While systems are being established and the field of wastewater epidemiology is expanding rapidly, there’s still much to learn about testing for the coronavirus. Methods for testing for polio and commonly abused drugs are well established, but for a novel virus, much of the research is entirely new. 

“This science is kind of new for this virus,” said Stony Brook’s Lee. “We can certainly have room to improve the recovery, for example, if there’s 100 viruses in the water, we can maybe recover 10 percent of them. There must be a way to improve the sensitivity of this method.”

To complicate matters, the wastewater they work with isn’t just human waste. While they collect both effluent and influent, the wastewater is still exposed to other, unexpected materials that make testing each sample more difficult. 

“In terms of viruses, whether or not we’re doing it ongoing as a regular practice, I doubt that would happen,” Meliker said. “But having the techniques available … you could use it in the flu season to see how the flu is spreading.”

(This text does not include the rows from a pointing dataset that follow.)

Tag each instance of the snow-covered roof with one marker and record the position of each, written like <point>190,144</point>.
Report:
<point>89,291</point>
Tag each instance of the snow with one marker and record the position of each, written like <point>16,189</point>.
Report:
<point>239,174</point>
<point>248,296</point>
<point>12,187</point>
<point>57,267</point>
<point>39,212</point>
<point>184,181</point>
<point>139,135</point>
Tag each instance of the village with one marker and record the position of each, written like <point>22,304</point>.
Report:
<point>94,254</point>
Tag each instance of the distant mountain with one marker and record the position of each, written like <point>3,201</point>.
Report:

That could change as more technology becomes available. The sampling process could be streamlined or automated, and testing methods could potentially become cheaper – making it a more viable method of environmental surveillance.

“The value for this approach has been understood and realized by all researchers and health agencies around the world,” Venkatesan said. “Researchers are also focused on developing real-time sensors to get data quickly using this approach. Currently, samples are collected and transported to the lab for analysis, and this will change in the future with targeted sensors.”

For now, the county is still funding the pilot study, but the health department has shown interest in continuing and expanding the research. 

“Everything is contingent on funding,” Jensen said. “There is value in it. We all agree. We have routine calls with state health departments on it, and we all agree this type of surveillance is worthy and efficient… even during non-pandemic times.”